Source code for foucluster.cluster

from sklearn import cluster
from sklearn.preprocessing import minmax_scale
from scipy.spatial.distance import cdist
import pandas as pd
import numpy as np
from itertools import groupby

eps = 10**(-10)

n_cluster_methods = {'AgglomerativeClustering': cluster.AgglomerativeClustering,
                     'SpectralClustering': cluster.SpectralClustering,
                     'KMeans': cluster.KMeans}

non_n_cluster_methods = {'AffinityPropagation': cluster.AffinityPropagation,
                         'MeanShift': cluster.MeanShift}


cluster_methods = n_cluster_methods.copy()
cluster_methods.update(non_n_cluster_methods)


[docs]def determinist_cluster(dist_df, method, n_clusters):
    """
    Clustering of the songs from the dataframe, indicating
    the number of clusters to use.

    :param pandas.DataFrame dist_df:
    :param str method: name of the sklearn.cluster.

            - cluster.AgglomerativeClustering.
            - cluster.SpectralClustering.
            - cluster.KMeans.

    :param int n_clusters:
    :return: pandas.DataFrame with a column with clusters.
    """
    if not isinstance(dist_df, pd.DataFrame):
        dist_df = dist_df.to_df().T
    df_matrix = minmax_scale(dist_df)
    y = n_cluster_methods[method](n_clusters=n_clusters).fit_predict(df_matrix)
    cluster_df = pd.DataFrame(df_matrix, index=dist_df.index, columns=dist_df.columns)
    cluster_df['Cluster'] = pd.Series(y, index=cluster_df.index)
    return cluster_df


[docs]def automatic_cluster(dist_df, method):
    """

    :param pd.DataFrame dist_df:
    :param str method: name of the sklearn.cluster.
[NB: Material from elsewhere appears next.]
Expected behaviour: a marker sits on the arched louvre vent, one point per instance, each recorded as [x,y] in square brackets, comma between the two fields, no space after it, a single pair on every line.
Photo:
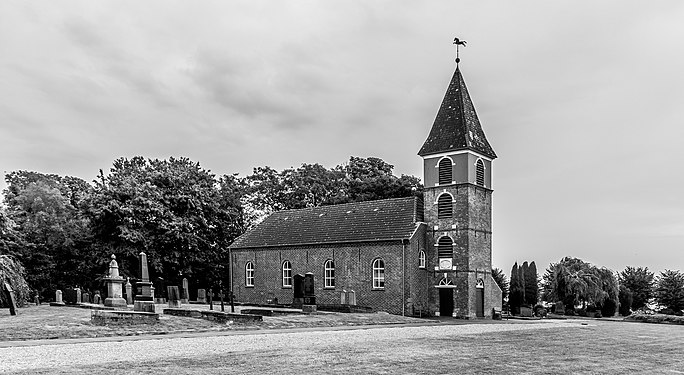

            - cluster.AffinityPropagation.
            - cluster.MeanShift.
            - cluster.AgglomerativeClustering.
            - cluster.SpectralClustering.
            - cluster.KMeans.

    :return: pandas.DataFrame with a column with clusters.
    """
    if not isinstance(dist_df, pd.DataFrame):
        dist_df = dist_df.to_df().T
    df_matrix = minmax_scale(dist_df)
    if method in n_cluster_methods.keys():
        n_clusters = jump_method(dist_df=df_matrix)
        clf = n_cluster_methods[method](n_clusters=n_clusters)
    else:
        clf = non_n_cluster_methods[method]()
    y = clf.fit_predict(df_matrix)
    cluster_df = pd.DataFrame(df_matrix, index=dist_df.index, columns=dist_df.columns)
    cluster_df['Cluster'] = pd.Series(y, index=cluster_df.index)
    return cluster_df


[docs]def jump_method(dist_df, n_max=50):
    """
    Method based on information theory to determine best
    number of clusters.

    :param pandas.DataFrame dist_df:
    :param int n_max: maximum number of clusters to test.
    :return: optimal number of clusters
    """
    dim = dist_df.shape[0]
    if n_max > dim:
        n_max = dim
    Y = dim / 2
    distortions = np.empty(n_max + 1)
    jump_vector = np.empty(n_max)
    distortions[0] = 0.0
    for k in range(1, n_max + 1):
        kmean_model = cluster.KMeans(n_clusters=k).fit(dist_df)
        distortion = np.min(cdist(dist_df,
                                  kmean_model.cluster_centers_,
                                  'euclidean').ravel()) / dim + eps
        distortions[k] = distortion**(- Y)
        jump_vector[k - 1] = distortions[k] - distortions[k - 1]
    n_cluster = np.argmax(jump_vector) + 1

    # Avoiding let an instance alone
    instance_alone = True
    while instance_alone is True:
        y = cluster.KMeans(n_clusters=n_cluster).fit_predict(dist_df)
        group_member = [len(list(group)) for key, group in groupby(np.sort(y))]
        if np.min(group_member) > 1 or n_cluster == 2:
            instance_alone = False
        else:
            n_cluster -= 1

    return n_cluster


def score_cluster(cluster_df):
    """
    When `automatic_cluster` is used, then the clusters must be
    grouped into the categories we want into predict, in order to score
    our method.

    :param pandas.DataFrame cluster_df:
    :return: accuracy score. cluster_df have now `Cluster_corrected` column.
    """
    accurate_class = [int(n[0][0]) for n in cluster_df.index.tolist()]
    accurate_class -= np.unique(accurate_class)[0]
    # Move to 0, 1, ... notation
    accurate_class = np.array(accurate_class, dtype=int)
    cluster_class = np.array(cluster_df['Cluster'].tolist(), dtype=int)
    # Find correspondences between given classes and cluster classes
    correspondence_dict = {}

    for p in np.unique(cluster_class):
        max_c = 0.0
        pos_p = cluster_class == p
        for e in np.unique(accurate_class):
            pos_e = accurate_class == e
            c = (pos_p == pos_e).sum()
            if c > max_c:
                correspondence_dict.update({p: e})
                max_c = c
    # Finding the accuracy
    cluster_class_corrected = [correspondence_dict[p] for p in cluster_class]
    cluster_df['Cluster_corrected'] = pd.Series(cluster_class_corrected,
                                                index=cluster_df.index)
    score_vector = [e == p_c for e, p_c in
                    zip(accurate_class, cluster_class_corrected)]
    return np.average(score_vector)


def party_list(song_df, song=None):
    """
    A list of song of all the songs from the cluster dataframe
    sorted, from similarity between them.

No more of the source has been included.